Réunion du 18 mai 2010 à 17h00
Mission d'information sur les raisons des dégâts provoqués par la tempête xynthia

Photo issue du site de l'Assemblée nationale ou de WikipediaBernard Gérard, Conseil général de l'environnement et du développement durable :

Cette mission, dont on peut dire que je la dirige, a été créée le 3 mars pour une durée de deux mois, à l'issue desquels nous devrons remettre notre rapport. Nous avons commencé à travailler immédiatement après la catastrophe en nous rendant sur le terrain les 3, 4 et 5 mars, essentiellement en Vendée et en Charente-Maritime, les deux départements les plus touchés.

Nous sommes chargés de recenser les lieux menacés et les digues censées les protéger, établir les circonstances de la catastrophe et analyser le fonctionnement du dispositif d'alerte et la mise en oeuvre des secours. Sont donc également membres de la mission des membres de l'Inspection de la sécurité civile. Par ailleurs, des colonels de pompiers attachés à la Direction de la sécurité civile (DSC) ont analysé spécialement le fonctionnement des services de secours.

Nous devons donner un avis sur l'élaboration des plans de prévention des risques, dans le cadre d'un plan d'action général de la politique en la matière et, surtout, sur la gestion des ouvrages hydrauliques de protection et leur intégration dans cette même politique.

Enfin, il nous a été demandé de faire quelques recommandations sur le dispositif d'assurance contre les catastrophes naturelles, dit régime Cat Nat.

La lettre de mission est donc assez chargée et le délai imparti assez bref. Aussi nous sommes-nous par exemple appuyés, pour recenser les lieux menacés et les digues, sur le travail réalisé sur place par les services, mais nous sommes bien conscients de ne pas avoir été exhaustifs dans l'examen critique auquel nous nous sommes livrés.

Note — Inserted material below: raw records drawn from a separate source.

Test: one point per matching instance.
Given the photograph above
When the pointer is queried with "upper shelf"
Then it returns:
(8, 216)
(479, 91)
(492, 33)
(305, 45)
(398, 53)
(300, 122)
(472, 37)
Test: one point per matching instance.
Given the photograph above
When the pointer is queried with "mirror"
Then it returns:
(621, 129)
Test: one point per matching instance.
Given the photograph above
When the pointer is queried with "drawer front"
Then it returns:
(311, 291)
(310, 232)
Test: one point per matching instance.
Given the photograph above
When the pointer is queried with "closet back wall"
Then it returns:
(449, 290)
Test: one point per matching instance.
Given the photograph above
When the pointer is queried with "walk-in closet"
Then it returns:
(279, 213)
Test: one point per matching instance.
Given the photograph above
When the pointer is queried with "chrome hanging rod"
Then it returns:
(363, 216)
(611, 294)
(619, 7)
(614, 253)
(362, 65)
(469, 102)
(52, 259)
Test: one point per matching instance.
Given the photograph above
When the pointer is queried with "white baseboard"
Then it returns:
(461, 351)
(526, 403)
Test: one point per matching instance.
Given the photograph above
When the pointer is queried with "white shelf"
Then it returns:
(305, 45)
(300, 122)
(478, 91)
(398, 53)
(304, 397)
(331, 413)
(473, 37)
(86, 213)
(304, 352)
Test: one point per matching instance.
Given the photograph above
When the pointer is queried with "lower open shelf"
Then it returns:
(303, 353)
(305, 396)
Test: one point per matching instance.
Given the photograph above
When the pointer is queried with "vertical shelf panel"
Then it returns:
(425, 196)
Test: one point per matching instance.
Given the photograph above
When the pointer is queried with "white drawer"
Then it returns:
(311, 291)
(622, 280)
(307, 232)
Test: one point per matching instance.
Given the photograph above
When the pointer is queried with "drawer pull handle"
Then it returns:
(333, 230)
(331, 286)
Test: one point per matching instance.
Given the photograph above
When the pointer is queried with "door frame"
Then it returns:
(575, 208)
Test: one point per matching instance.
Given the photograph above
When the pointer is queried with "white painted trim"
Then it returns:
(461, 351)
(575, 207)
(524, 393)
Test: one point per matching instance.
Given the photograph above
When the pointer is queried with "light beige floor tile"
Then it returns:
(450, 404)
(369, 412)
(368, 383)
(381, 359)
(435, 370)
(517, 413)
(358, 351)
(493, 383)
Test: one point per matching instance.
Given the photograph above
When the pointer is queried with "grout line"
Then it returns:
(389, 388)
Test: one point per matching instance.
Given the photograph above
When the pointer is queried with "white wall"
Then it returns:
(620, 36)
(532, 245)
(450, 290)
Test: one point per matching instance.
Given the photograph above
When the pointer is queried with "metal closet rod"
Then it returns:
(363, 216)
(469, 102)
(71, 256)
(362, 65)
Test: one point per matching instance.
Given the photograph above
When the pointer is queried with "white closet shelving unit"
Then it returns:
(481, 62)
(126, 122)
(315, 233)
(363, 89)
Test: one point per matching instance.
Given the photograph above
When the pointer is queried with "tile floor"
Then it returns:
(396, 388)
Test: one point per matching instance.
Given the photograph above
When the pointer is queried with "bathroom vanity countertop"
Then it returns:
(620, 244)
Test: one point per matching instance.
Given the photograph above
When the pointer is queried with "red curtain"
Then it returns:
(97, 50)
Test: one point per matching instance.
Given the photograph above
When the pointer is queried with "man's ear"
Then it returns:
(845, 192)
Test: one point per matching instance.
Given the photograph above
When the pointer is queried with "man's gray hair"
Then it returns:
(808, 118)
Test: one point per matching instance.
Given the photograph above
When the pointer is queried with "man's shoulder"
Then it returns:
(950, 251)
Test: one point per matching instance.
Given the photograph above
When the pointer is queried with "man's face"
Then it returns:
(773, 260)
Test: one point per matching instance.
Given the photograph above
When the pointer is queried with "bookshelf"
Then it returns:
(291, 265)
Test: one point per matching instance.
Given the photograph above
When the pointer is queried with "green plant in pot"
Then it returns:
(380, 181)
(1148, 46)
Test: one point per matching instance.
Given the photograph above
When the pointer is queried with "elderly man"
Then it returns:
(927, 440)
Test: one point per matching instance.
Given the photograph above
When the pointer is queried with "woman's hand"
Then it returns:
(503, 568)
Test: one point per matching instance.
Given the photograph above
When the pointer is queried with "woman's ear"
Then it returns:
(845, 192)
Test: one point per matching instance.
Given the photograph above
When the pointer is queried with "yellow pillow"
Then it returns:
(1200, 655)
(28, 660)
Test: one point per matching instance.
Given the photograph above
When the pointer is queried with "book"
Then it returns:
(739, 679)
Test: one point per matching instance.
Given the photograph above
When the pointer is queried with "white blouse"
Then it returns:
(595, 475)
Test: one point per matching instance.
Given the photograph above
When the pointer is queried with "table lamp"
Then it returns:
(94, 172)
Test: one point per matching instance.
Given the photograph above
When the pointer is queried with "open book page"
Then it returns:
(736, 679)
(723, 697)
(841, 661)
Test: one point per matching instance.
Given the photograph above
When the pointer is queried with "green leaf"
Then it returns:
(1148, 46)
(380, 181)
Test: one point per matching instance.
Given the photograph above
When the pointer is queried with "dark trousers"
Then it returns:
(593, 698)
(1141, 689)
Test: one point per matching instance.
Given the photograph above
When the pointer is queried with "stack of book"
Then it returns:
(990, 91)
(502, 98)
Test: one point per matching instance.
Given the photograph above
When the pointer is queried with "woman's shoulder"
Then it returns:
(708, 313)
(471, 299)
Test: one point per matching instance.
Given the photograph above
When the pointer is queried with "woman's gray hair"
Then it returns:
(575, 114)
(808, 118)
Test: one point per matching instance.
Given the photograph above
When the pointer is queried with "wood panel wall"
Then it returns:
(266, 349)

La catastrophe est le résultat de la conjonction, d'une part, d'un phénomène naturel – une tempête avec une marée haute de fort coefficient –, d'autre part de la présence d'ouvrages de protection souvent anciens, dont les cotes à l'origine de leur conception ont été dépassées – ce qui a conduit à la submersion des principaux d'entre eux, voire à la destruction de certains de leurs éléments – et d'un problème d'urbanisation, car certaines zones n'auraient pas dû être urbanisées.

Le système de vigilance et d'alerte a bien fonctionné, du moins pour ce qui est de la tempête et des crues fluviales. Les préfets que nous avons rencontrés se sont déclarés très satisfaits de l'alerte tempête, qui leur avait permis de pré-positionner leur dispositif. En revanche, l'alerte submersion marine, sans être un échec, a révélé une mauvaise prise en compte des données, le dispositif de viligance ne comprenant pas la submersion marine. Certes, le phénomène de surcote marine était prévu – même relativement à l'avance – et figurait dans les bulletins d'alerte météo, mais sous une forme qui n'était pas très explicite pour l'utilisateur en bout de chaîne.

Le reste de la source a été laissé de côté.